ENTREVISTA: apesar de negar as acusações feitas pela própria mulher e pelos seus filhos, detento ouvido pela reportagem de ODIA relata violência sexual, mas alega ter sido com consentimento.

28/08/2016 08:35

Em 2016, o Piauí e o Brasil se chocaram diversas vezes com casos bárbaros de violência sexual. Esse tipo específico de crime se tornou o centro da discussão sobre machismo e violência doméstica. Para trabalhar o tema sob uma nova perspectiva, procuramos, desta vez, ouvir um acusado pelo crime de estupro. A pedido da Secretaria de Justiça do Piauí, que aceitou nos ajudar, a diretoria da Penitenciária Irmão Guido procurou um voluntário, dentre os presos pelo artigo 215, que aceitasse fazer uma entrevista. 

Recebemos uma resposta positiva, e me desloquei até o lugar para encontrar o senhor Carlos Henrique, que terá seu nome substituído por um fictício, para que possamos conservar os envolvidos. 

Meu primeiro contato com o senhor Carlos Henrique aconteceu na sala da diretoria da penitenciária Irmão Guido, ao ler o depoimento de sua ex-esposa. Ela o acusava de abusar sexualmente dos próprios filhos, cinco crianças com idades entre 6 e 16 anos, no depoimento de uma lauda transcrito pelo escrivão. A filha mais velha havia sofrido abusos desde a infância até o fim da adolescência, quando decidiu sair de casa. 

A esposa apanhava quando reclamava dos abusos, e vivia em cárcere privado, proibida de trabalhar, encontrar amigos, conversar com vizinhos. É uma mulher jovem, entre 26 e 28 anos. As outras crianças também sofriam abusos, inclusive o mais novo, um menino. Além das agressões, o acusado, segundo o depoimento, usava um taser - arma de choque não-letal usada por policiais para imobilização - para ameaçar a família. 

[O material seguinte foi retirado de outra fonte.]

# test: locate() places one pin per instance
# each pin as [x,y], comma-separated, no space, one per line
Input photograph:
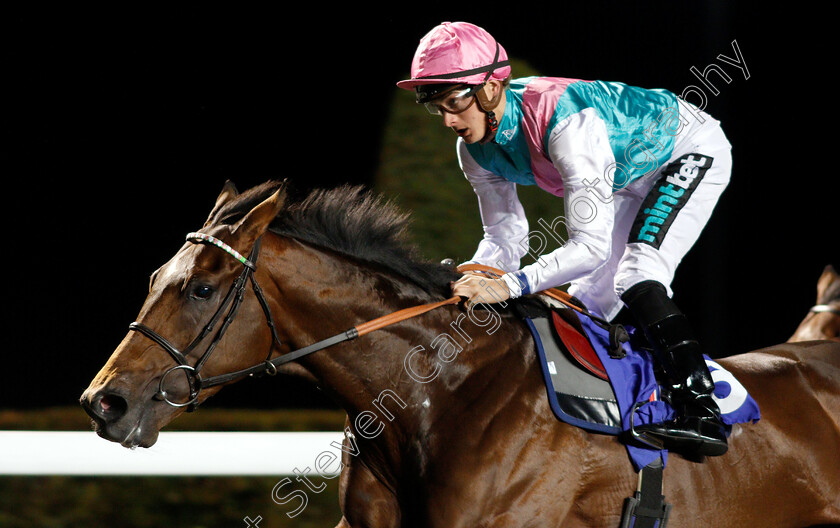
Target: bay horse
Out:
[448,423]
[823,319]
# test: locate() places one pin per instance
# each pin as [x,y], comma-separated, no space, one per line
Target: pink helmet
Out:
[457,52]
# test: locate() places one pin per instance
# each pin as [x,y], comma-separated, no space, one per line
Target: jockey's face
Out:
[471,124]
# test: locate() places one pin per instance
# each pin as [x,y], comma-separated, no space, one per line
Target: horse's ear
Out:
[828,276]
[228,193]
[256,222]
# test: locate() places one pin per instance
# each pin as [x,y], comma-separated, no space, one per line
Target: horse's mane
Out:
[351,221]
[832,293]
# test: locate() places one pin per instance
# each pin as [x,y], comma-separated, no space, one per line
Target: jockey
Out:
[639,171]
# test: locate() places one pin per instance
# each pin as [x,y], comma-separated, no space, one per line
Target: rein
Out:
[233,300]
[823,308]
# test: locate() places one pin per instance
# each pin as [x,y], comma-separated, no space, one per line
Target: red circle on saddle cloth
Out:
[579,346]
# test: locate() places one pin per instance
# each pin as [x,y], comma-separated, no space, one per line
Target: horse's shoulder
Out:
[784,358]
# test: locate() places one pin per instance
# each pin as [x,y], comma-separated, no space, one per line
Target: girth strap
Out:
[647,507]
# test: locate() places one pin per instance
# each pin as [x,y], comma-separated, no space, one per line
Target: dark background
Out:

Haviam fotos da carteira de identidade de Carlos Henrique anexadas ao processo. Mostravam uma versão jovem, algo em torno dos 30, magro e altivo com um fino bigode que escorria pelos cantos da boca. 

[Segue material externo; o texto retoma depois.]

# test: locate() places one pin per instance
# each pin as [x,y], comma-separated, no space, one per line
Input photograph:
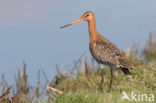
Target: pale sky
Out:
[29,30]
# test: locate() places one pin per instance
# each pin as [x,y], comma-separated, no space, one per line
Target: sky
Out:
[29,31]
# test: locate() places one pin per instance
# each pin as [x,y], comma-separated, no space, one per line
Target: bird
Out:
[103,51]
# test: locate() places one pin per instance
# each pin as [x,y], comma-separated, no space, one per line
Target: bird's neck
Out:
[92,30]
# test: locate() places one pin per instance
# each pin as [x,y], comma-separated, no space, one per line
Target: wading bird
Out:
[103,51]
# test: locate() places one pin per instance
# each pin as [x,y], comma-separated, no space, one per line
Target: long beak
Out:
[76,21]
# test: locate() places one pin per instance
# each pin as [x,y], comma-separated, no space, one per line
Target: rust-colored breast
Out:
[104,51]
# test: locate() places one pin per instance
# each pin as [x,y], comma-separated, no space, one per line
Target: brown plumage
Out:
[103,51]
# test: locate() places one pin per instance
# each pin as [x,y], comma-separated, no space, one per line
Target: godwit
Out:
[103,51]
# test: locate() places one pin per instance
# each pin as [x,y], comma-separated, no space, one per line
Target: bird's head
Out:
[87,16]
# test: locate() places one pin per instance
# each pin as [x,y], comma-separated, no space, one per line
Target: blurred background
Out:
[29,31]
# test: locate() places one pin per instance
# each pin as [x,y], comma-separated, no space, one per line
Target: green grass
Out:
[84,88]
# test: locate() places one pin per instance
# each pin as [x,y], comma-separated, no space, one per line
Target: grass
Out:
[83,87]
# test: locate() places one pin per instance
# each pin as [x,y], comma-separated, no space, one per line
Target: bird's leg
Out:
[111,79]
[102,77]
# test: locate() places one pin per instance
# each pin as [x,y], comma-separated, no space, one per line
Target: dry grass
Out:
[83,80]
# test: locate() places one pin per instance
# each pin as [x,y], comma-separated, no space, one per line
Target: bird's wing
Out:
[104,51]
[125,63]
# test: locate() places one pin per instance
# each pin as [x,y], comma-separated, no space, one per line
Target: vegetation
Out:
[81,84]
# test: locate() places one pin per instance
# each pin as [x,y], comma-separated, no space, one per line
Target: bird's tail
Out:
[125,71]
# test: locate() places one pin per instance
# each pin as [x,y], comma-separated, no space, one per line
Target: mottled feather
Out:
[106,52]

Cheguei no local sem qualquer informação do entrevistado que iria encontrar, e esperava lidar com um caso pesado, mas confesso que subestimei as possibilidades. Li o depoimento o mais rápido que pude, e um agente penitenciário abriu a porta da sala me chamando. O segui por um corredor verde e branco. Haviam oito detentos ali, quatro de cada lado, as mãos algemadas nas costas e as testas coladas à parede. Homens altos e magros, de pele negra e pescoço comprido. Eram recém chegados, e esperavam para serem atendidos na sala da direção. Sabia que não fariam algo comigo naquela situação, mas a cena gera calafrios. 

Foto: Andrê Nascimento/ODIA

Meu segundo contato com o senhor Carlos Henrique ocorreu poucos minutos depois, numa sala vazia. Estava sentado, e em nada lembrava o homem da foto do RG. Não há mais bigodes, os cabelos são brancos e ralos. Está gordo, faltam-lhe muitos dentes, substituídos por uma dentadura que se move com os lábios. Tem cicatrizes longas nos dois cantos da boca, que correm pelo mesmo caminho que os antigos bigodes. A altivez foi substituída por desconfiança. Me apresentei e apertei sua mão. Sentei diante dele e fomos deixados a sós, na pequena salinha ocupada por um enxame de mosquitos. Comecei comentando que estava ali para entrevistar um estuprador. Ele disse que de fato foi chamado como tal. “Eu até disse que não tinha nada a temer, por quê não fiz como dizem, como está escrito. Não estuprei ninguém”. 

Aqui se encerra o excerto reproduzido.